Acreditamos que este tipo de atividade reforça o entendimento da escola
como espaço de debate e ampliação de horizontes sobre temas importantes que nos
afetam cotidianamente. O processo de hominização é uma necessidade presente
diante do constante avanço da técnica sobre as ações humanas. É neste contexto
que os jovens se vêm influenciados pela tecnologia e é papel da escola criar
mecanismos para redirecioná-los para a valorização do homem sobre a máquina e
não contrário. A intenção do projeto foi permitir que os discentes realizassem uma
construção crítica da realidade tecnológica de seu município, e este objetivo foi
alcançado na medida em que os alunos conheceram o seu meio tecnológico
agrícola e refletiram a respeito do mesmo.

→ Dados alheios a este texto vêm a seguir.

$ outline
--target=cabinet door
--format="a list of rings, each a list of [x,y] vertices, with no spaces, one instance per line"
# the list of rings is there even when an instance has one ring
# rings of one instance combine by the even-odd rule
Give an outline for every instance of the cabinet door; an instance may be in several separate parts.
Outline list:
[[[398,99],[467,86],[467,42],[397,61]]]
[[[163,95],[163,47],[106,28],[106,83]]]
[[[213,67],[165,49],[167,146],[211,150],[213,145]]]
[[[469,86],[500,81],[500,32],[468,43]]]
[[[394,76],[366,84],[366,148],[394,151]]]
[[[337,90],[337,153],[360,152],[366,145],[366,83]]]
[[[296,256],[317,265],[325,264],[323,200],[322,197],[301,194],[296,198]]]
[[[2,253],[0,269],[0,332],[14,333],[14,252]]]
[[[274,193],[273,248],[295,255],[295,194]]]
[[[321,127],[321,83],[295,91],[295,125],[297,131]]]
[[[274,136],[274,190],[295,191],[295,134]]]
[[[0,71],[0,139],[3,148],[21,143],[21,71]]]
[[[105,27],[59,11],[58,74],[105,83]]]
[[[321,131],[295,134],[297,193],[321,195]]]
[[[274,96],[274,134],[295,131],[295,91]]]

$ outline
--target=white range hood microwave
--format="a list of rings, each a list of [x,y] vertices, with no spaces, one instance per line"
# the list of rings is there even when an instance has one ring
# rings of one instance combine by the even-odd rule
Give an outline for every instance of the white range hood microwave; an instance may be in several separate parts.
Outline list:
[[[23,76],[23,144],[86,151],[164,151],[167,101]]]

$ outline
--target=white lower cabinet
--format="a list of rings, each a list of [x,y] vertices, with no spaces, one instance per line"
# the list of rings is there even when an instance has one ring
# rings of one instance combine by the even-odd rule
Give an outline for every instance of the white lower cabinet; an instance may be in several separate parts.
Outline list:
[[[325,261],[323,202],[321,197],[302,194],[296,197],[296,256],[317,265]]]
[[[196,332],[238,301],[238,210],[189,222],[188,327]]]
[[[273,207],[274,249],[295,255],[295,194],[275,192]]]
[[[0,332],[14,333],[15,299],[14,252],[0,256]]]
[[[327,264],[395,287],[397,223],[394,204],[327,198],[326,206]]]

Neste sentido a realização do projeto de intervenção foi significativamente
importante para o aprofundamento das experiências pedagógicas em sala de aula.
Elas oportunizaram uma aproximação entre pesquisa acadêmica e a realidade vivida
pelos alunos, permitindo aos mesmos conhecerem melhor o espaço geográfico de
seu município, fortalecendo o relacionamento educador-aluno e ampliando o foco
centralizador do currículo para além da escola.